# Vertical Shaft wood splitter?



## avalancher (Nov 25, 2008)

I recently found an almost brand new Briggs 12.5 hp electric start vertical shaft engine on CL for 50 bucks, and have been considering building a new splitter using this to power a 16GPM pump, but I am having a time finding a bracket to mount the pump with.I noticed a lot of the MTD, Troy Built splitters have vertical shaft engines, but the bolt pattern is different than what is on the Briggs.
Anyone have any suggestions as to where you can find a vertical shaft bracket?NT doesnt have a listing for one, and I have done a google search without any luck.
Any disadvantages to a vertical shaft engine vs a horizontal?
How big of a pump can you power with a 12.5 hp?


----------



## leon (Nov 25, 2008)

*engines smengines/petrol junkies*



avalancher said:


> I recently found an almost brand new Briggs 12.5 hp electric start vertical shaft engine on CL for 50 bucks, and have been considering building a new splitter using this to power a 16GPM pump, but I am having a time finding a bracket to mount the pump with.I noticed a lot of the MTD, Troy Built splitters have vertical shaft engines, but the bolt pattern is different than what is on the Briggs.
> Anyone have any suggestions as to where you can find a vertical shaft bracket?NT doesnt have a listing for one, and I have done a google search without any luck.
> Any disadvantages to a vertical shaft engine vs a horizontal?
> How big of a pump can you power with a 12.5 hp?



Avalancher,

greetings and salutations from my corner of the soon to be frozen 

"Eastern Wilderness @1140 feet above mean sea level".


You did not mention whether the engine has the four equidistant 

holes in the crankcase casting for a stand off pump bracket and 

lovejoy coupler.


First obtain the type number, serial number, series number, code 

number on the fan housing then:


First stop :The Briggs and Stratton web site" 
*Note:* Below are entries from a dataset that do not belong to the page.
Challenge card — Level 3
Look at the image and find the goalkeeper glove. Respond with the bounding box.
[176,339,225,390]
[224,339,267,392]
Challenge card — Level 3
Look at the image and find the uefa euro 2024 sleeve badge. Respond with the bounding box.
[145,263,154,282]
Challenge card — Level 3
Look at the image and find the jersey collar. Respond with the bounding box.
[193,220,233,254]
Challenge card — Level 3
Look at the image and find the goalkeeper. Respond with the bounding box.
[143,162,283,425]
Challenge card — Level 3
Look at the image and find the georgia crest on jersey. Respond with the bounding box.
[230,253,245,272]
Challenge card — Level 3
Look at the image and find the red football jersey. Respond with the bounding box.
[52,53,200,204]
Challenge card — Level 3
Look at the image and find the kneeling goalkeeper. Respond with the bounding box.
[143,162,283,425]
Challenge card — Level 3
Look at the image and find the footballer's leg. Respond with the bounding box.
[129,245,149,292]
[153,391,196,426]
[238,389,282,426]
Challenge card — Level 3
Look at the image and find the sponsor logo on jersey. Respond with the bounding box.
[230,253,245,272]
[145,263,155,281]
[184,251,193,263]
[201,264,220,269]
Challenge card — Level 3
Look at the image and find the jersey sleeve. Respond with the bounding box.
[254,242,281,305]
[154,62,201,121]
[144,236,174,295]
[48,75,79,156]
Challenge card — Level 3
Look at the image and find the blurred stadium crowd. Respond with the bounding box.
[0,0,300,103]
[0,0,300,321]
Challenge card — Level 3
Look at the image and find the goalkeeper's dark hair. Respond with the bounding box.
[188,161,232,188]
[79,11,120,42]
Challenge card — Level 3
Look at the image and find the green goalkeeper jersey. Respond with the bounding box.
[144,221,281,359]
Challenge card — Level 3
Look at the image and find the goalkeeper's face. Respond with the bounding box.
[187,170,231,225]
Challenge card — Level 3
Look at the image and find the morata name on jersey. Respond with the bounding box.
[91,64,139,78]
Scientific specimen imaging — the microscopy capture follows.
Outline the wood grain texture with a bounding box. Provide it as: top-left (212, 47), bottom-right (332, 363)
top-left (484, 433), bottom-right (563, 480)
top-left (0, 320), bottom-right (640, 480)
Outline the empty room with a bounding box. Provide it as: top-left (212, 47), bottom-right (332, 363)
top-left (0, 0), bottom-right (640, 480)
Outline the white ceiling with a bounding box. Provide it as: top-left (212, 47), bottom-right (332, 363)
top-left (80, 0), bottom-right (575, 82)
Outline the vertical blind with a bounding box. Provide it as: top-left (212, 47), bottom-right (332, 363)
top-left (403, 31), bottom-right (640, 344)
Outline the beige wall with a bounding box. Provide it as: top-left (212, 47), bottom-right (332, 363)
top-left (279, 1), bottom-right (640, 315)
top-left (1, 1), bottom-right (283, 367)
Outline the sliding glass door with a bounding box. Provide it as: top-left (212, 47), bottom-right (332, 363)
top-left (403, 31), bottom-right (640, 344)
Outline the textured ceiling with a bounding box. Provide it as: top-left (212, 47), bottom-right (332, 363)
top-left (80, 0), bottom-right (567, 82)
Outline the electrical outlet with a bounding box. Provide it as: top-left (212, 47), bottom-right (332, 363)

And then look up the model number of the engine and look further 

down the listings for all the different model types and options 

BUUUUUUUUUUUUT if the engine in question does not have the 

four equally spaced drilled holes in the crankcase casting 

surounding the crankshaft for a pump bracket and "Lovejoy 

coupler" it will not be possible to mount a bracket anyway.

leon  :agree2:


----------



## darren_nh (Nov 25, 2008)

I can't help on the bracket, but these guy's say a 22gpm will run on 12hp.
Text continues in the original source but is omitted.